I don’t, really, but I end up with a
fresh gin and tonic in my hands anyway. I begin to suspect that this entire event is an excuse for people to
day-drink for a week straight, the performances increasing in volume throughout
the evening in order to mask the simultaneous growth of alcohol-fueled
ebullience. This is fine when you are
planning on staying in one place for a while, but alas that is not the festival
way, which is why a friend and I find ourselves confused and late in search of
a performance that ends up being held in an office. I try to make myself inconspicuous under
harsh corporate lighting as we catch the final chords of the band’s set and
applaud more loudly than is perhaps necessary or appropriate.
***
It occurs to me that I have spent more
time schmoozing at industry parties than I have spent actually watching live
music. I decide to rectify this by
catching Killer Mike and GZA. This is
the show that is perhaps furthest from the festival’s emerging indie band
ethos, so I am not sure what I am attempting to prove; hell if I’m going to
miss Liquid Swords, though.

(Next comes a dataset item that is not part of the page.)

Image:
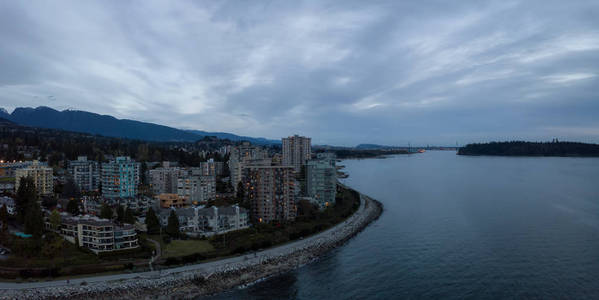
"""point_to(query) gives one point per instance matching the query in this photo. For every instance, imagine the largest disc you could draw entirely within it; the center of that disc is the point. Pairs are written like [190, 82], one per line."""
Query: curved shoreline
[213, 277]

Killer Mike tells venue security that if they try to remove anyone for
smoking, he’ll walk, and the entire crowd lights up as one. GZA has Ol’ Dirty
Bastard’s disembodied head staring out from the white background of his T-shirt. The Genius seems displeased that his audience
is terrible at filling in his lyrics on demand, notwithstanding their hands
reverently upheld in Wu-Tang style. These
are the vignettes that I remember best, which was not the point of the
exercise, but I guess that’s how memory works.
***
I fall asleep on the PATH train back to
Newark. This is something that everyone
tells you not to do, but I’m getting off at the last stop and I’ve spent all my
money anyway. The clicking of the tracks
and the rocking of the car exist in an atmosphere that is the closest I’ve come
to silence in days.
Gesina A. Phillips is an editor at The New Yinzer. She owes her
gratitude to WRCT-FM for her underutilized CMJ badge.